A nuestras tierras, las brujas llegaron con los españoles y con los esclavos africanos. En Cuba, Alberto recorrió el museo de la santería de Guanabacoa, muy cerca de La Habana. El recorrido por el lugar permite conocer los altares dedicados a las diferentes deidades –la mayoría yorubas- Cada cuarto es diferente y dan la sensación que el sincretismo afro antillano es de buena onda, como dicen los jóvenes. Sin embargo, cuando se llega al último cuarto, de inmediato se siente la mala vibra: es el dedicado al Vudú. Candelas negras, tierra de panteón, huesos humanos molidos y fetiches de malignos provocan un rechazo automático del visitante.
A la salida, una bruja buena tira los caracoles sobre una vieja charola de madera. “Yemayá te acompañará por siempre”, le dice a Alberto.
En México, desde la colonia, con la “Santa” Inquisición, hasta nuestros días, las brujas, como los curas, son para nuestro ignorante pueblo, las psicólogas, consejeras, conseguidoras, hechiceras del amor y del desamor.
Así como en el pasado las brujas practicaban el ergotismo, esto es, intoxicar a sus clientes con pan de centeno fermentado que hacía las veces del LSD, María Sabina, en la sierra de Oaxaca, proveía a sus seguidores de hongos alucinógenos que, se dice, consumieron hasta los propios Beatles. Carlos Castaneda, don Juan, describe a sus brujos y brujas mexicanas, alimentándose con extraños brebajes.

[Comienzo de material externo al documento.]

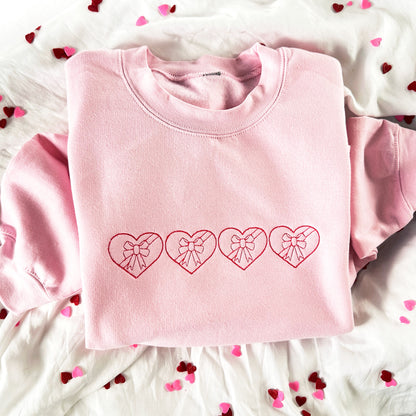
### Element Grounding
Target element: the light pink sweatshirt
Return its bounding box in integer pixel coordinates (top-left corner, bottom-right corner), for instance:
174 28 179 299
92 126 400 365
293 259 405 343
0 43 416 349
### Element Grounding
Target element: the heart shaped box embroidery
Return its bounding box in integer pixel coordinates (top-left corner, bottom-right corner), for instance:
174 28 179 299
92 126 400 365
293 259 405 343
108 233 163 279
218 227 267 270
165 230 217 274
269 225 320 268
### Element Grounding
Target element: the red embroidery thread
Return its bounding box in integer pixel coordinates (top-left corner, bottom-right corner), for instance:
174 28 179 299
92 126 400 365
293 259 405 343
218 227 267 270
108 232 163 279
165 230 217 274
269 225 320 268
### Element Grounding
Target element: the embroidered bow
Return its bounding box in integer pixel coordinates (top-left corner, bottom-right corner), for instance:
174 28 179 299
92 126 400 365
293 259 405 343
120 241 150 270
176 237 204 266
228 234 255 263
280 233 306 260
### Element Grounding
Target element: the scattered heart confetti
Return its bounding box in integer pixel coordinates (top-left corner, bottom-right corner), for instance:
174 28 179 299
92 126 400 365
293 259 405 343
61 306 72 318
114 373 126 384
72 367 84 378
231 345 241 357
25 32 35 43
380 370 393 382
69 295 81 306
3 107 14 117
295 396 306 407
407 81 416 92
289 381 299 391
185 373 195 384
158 4 170 16
370 38 383 46
332 3 344 13
136 16 149 26
61 371 72 384
381 62 393 74
312 390 324 400
14 107 26 118
386 378 397 387
64 46 76 58
0 308 8 319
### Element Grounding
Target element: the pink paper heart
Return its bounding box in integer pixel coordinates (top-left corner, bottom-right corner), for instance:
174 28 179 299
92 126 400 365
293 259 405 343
386 378 397 387
289 381 299 391
231 345 241 357
136 16 148 26
14 107 26 118
61 306 72 318
64 46 76 58
404 299 416 311
172 380 182 390
185 373 195 384
370 38 383 46
273 398 283 409
312 390 324 400
72 367 84 378
158 4 170 16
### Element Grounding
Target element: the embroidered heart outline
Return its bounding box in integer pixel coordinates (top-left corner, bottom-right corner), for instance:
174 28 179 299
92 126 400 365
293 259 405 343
218 227 267 270
165 230 217 274
269 225 321 269
107 232 163 279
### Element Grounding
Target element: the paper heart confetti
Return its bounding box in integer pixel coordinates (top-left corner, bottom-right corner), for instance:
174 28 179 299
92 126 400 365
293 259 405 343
14 107 26 118
289 381 299 391
114 373 126 384
72 367 84 378
61 371 72 384
0 308 8 319
370 38 383 47
61 306 72 318
136 16 149 26
332 3 344 13
231 345 241 357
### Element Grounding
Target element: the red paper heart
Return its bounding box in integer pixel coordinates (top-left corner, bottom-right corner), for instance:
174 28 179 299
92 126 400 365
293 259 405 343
332 3 344 13
218 227 267 270
61 371 72 384
3 107 14 117
114 374 126 384
295 396 306 407
267 389 279 400
407 81 416 92
0 308 8 319
69 295 81 306
269 225 320 268
165 230 217 274
25 32 35 43
108 233 163 279
381 62 393 74
380 370 393 383
186 363 196 374
88 4 98 12
308 371 318 383
176 361 186 373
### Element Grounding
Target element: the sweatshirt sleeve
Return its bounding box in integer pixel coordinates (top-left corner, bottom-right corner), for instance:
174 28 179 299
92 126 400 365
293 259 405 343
0 134 81 314
347 117 416 272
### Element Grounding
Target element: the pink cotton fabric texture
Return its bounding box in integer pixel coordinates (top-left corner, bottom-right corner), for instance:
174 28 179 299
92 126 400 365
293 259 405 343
0 43 416 349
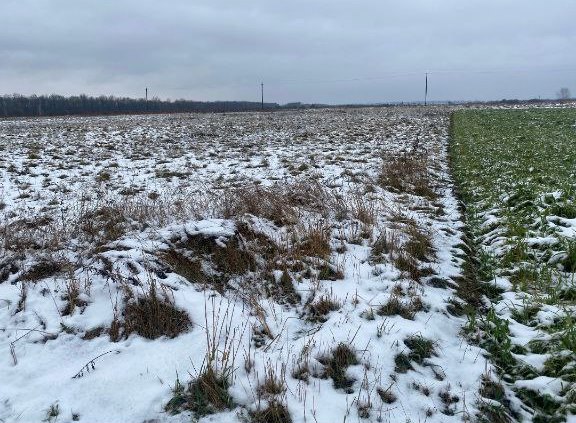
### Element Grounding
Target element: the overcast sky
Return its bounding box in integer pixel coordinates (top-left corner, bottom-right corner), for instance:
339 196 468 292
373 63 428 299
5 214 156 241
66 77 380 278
0 0 576 104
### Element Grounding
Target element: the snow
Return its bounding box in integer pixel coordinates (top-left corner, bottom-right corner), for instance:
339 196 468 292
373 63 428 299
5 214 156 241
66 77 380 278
0 108 496 423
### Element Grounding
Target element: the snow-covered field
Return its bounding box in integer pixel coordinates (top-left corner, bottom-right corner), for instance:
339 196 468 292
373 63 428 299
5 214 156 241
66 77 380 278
0 107 492 423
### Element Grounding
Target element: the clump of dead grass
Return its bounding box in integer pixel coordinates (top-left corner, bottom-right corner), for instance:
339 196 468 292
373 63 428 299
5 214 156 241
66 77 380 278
319 342 359 393
378 154 437 199
115 282 192 339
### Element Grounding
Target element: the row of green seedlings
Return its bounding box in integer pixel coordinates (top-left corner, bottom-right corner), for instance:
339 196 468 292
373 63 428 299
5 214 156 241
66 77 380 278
466 192 576 421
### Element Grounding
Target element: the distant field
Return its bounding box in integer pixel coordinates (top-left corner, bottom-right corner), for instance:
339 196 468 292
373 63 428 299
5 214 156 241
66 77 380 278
450 109 576 421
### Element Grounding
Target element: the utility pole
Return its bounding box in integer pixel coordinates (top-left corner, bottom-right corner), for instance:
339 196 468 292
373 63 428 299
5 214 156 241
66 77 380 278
424 72 428 106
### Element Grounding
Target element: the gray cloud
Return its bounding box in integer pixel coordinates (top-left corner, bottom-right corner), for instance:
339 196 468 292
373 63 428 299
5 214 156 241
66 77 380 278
0 0 576 103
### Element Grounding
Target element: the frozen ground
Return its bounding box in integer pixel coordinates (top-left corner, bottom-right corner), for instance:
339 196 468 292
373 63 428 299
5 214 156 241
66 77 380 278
0 108 492 423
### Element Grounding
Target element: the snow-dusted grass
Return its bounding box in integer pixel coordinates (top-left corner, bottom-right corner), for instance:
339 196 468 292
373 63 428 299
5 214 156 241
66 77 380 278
0 108 488 422
451 109 576 421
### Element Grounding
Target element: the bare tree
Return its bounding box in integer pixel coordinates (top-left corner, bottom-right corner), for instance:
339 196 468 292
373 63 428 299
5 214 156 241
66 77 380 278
556 88 571 100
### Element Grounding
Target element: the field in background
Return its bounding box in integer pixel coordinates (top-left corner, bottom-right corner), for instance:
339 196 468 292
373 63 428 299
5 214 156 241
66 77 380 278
0 108 491 422
450 109 576 421
0 106 576 423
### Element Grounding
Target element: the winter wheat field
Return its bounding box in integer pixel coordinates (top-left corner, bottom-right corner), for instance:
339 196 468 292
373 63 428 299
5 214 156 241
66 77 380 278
0 107 576 423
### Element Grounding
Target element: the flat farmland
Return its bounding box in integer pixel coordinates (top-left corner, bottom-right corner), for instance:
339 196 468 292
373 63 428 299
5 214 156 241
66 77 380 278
0 106 573 423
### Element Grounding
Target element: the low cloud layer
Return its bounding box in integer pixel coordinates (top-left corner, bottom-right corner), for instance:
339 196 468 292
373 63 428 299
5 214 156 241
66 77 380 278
0 0 576 103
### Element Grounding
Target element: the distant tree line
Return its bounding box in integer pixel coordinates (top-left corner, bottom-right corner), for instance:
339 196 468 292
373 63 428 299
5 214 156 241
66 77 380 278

En el México moderno hay los extremos. En Catemaco, las prácticas brujeriles son de buena onda, como también en el mercado Sonora, de la capital, donde se puede encontrar un sinnúmero de mejunjes, pócimas, hechizos, maleficios y fetiches de todo tipo.
En el otro lado de la moneda, recientemente, dos mujeres asesinaron a dos jóvenes, de 17 y 15 años, para sus prácticas satánicas. Este tipo de actividades tuvieron gran resonancia hace años, en el norte de México, cuando un grupo conocido como los “narcos-satánicos” sacrificaban mujeres y niños, en sus orgías demoníacas.
Las brujas han sido vistas viajando en escobas o preparando sus hechizos en enormes peroles. La verruga en la nariz es imprescindible, así como horribles dientes y estridentes risotadas en noches de luna.
En el estado de Guanajuato hay una localidad llamada “Puente de Brujas”, de sólo 17 habitantes y, que se sepa, ninguna de las damas es hechicera.
Una bruja propuso a Alberto quitarle la sal a una pretensa mediante un conjuro y por la módica cantidad de 100 pesos. Alberto ofreció a la encantadora mil pesos si le quitaba el azúcar en lugar de la sal, pues la diabetes le pegó muy duro a su acompañante.
Él sigue pensando en hacerse una “limpia” con las brujas de Catemaco, pero la crisis financiera internacional le ha dejado tan “bruja” que no le ha quedado ni para el pasaje, así que seguirá confiando sólo en su buena estrella.